WFAA-TV began its rise to news dominance in Dallas during the late 1960s and early 1970s under the leadership of News Manager Travis Linn, who had been News Director of WFAA radio previously. Linn later became CBS News Bureau Chief in Dallas before becoming professor and dean of the journalism program at the University of Nevada, Reno. Under Linn, the station expanded news to four and a half hours per day, including a large morning block (before the creation of Good Morning America by ABC) and an unprecedented one hour program at 10 PM each weeknight as well as a fifteen minute newscast at midnight four nights per week.

Building on this success, WFAA dominated the market ratings for local news from the mid 1970s through the late 1990s, with anchors including Tracy Rowlett, Iola Johnson, Bob Gooding, Murphy Martin, Judi Hanna, John Criswell, Chip Moody, John McCaa, Gloria Campos, Lisa McRee, Verne Lundquist, Dale Hansen, and Troy Dungan. Channel 8's approach to news during this period was characterized by an aggressive, all out commitment to get the story and to present it in graphic, visual detail. The station was rewarded with some of the highest ratings of any local station in a major media market. Other notable people who once worked at Channel 8 include Scott Pelley, current anchor of the CBS Evening News, the late David Garcia, who went on to become a network reporter for ABC News, Mike Lee, who covered news in Europe for many years at the ABC News London bureau, Doug Terry, who became a founding reporter/producer at NPR's All Things Considered evening broadcast and created several Washington based television news services, and the late Don Harris, who was killed at the start of the Jonestown massacre and mass suicides in Guyana, South America, in 1978. Harris was working for NBC News at the time. Former News Director turned Belo vice president/news Marty Haag is credited with leading the station's news department to ratings dominance and national prominence, as well as convincing the Dallas Morning News ownership to allow much greater spending on news at WFAA than ever seen before, far surpassing the budgets of other local rival stations. Haag was honored with a special Lifetime Achievement George Foster Peabody Award shortly before his death (date needed). WFAA pioneered community outreach with town hall meetings all over north Texas through its Family First (F1) program. Family First began in 1993 and remains a significant part of the station's commitment to community service.

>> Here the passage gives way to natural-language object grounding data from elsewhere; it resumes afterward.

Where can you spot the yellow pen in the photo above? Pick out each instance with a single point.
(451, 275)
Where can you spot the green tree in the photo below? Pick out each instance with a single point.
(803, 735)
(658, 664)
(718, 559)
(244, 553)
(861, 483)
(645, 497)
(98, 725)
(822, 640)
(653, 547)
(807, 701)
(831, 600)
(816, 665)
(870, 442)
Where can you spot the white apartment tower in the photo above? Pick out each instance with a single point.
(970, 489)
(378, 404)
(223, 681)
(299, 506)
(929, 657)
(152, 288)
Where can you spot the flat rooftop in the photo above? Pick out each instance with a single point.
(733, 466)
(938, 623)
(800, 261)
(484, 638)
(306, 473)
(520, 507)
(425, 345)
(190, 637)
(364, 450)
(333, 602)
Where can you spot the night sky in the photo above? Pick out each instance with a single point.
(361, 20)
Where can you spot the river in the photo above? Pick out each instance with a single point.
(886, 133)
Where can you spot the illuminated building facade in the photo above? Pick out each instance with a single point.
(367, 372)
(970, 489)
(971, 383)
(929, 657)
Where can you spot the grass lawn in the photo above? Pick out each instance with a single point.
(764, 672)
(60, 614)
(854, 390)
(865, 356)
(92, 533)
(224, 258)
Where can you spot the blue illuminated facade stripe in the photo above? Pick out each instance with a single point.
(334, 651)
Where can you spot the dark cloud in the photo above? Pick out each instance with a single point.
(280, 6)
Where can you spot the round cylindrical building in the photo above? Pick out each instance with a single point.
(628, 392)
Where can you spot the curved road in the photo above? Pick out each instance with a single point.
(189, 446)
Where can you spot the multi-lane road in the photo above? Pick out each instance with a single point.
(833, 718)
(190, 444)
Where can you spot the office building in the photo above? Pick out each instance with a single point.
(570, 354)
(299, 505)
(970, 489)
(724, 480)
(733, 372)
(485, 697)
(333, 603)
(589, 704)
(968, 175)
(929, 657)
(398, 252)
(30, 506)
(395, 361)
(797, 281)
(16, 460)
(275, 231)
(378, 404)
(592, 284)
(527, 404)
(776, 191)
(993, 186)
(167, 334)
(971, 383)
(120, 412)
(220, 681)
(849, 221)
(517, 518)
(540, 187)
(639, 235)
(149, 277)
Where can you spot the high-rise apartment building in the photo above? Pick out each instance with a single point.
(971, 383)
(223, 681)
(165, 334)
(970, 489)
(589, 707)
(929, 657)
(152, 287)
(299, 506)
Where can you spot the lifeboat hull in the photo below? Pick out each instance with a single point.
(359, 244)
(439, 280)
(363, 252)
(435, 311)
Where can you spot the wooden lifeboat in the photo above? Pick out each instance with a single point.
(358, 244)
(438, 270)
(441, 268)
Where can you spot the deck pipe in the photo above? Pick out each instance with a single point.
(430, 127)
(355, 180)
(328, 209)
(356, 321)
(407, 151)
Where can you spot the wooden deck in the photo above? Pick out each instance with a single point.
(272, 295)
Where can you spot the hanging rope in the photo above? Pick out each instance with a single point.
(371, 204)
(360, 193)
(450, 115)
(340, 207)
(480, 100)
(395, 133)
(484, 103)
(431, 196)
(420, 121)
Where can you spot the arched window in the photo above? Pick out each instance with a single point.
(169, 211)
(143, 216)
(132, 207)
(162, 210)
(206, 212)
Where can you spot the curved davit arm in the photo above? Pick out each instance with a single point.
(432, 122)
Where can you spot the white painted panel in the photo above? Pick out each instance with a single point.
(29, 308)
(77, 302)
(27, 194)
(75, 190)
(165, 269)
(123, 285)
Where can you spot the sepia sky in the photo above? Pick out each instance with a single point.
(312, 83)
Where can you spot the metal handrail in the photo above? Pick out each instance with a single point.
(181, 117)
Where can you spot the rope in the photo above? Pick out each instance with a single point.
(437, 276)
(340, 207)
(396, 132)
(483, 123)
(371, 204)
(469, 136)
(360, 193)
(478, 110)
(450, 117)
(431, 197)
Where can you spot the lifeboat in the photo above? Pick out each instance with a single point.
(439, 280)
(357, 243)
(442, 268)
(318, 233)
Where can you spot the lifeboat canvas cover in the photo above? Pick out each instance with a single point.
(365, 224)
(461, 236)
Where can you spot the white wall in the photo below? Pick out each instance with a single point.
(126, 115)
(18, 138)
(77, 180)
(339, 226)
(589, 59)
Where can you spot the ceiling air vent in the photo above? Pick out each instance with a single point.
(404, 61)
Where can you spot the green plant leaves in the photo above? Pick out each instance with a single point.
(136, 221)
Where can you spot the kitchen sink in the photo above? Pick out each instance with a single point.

WFAA became the first television station in America to broadcast a digital signal on a VHF channel (VHF channel 9) on February 27, 1998 at 2:17 p.m. and holds the distinction of broadcasting the nation's first local news program in HDTV. When the station's digital signal went online, its frequency was already in use by Dallas hospitals and there was interference with the medical equipment. The station is one of a few ABC affiliates to broadcast HDTV in a 1080i format; other ABC affiliates broadcast in 720p. Some programming is broadcast from the station's sleek Victory Park studios (News 8 Daybreak, Good Morning Texas, News 8 Midday, News 8 at 5 and 6 p.m., and also when a major event is being held at Victory Park).

WFAA didn't have its current affiliate's logo in its branding until 2007. In 2008, Belo decided to split its broadcasting and newspaper interests into separate companies. WFAA remained with the broadcasting side, which retained the Belo Corp. name, while the newspapers (including The Dallas Morning News) became the similarly named A.H. Belo Corporation. However, the former corporate cousins still have a news partnership.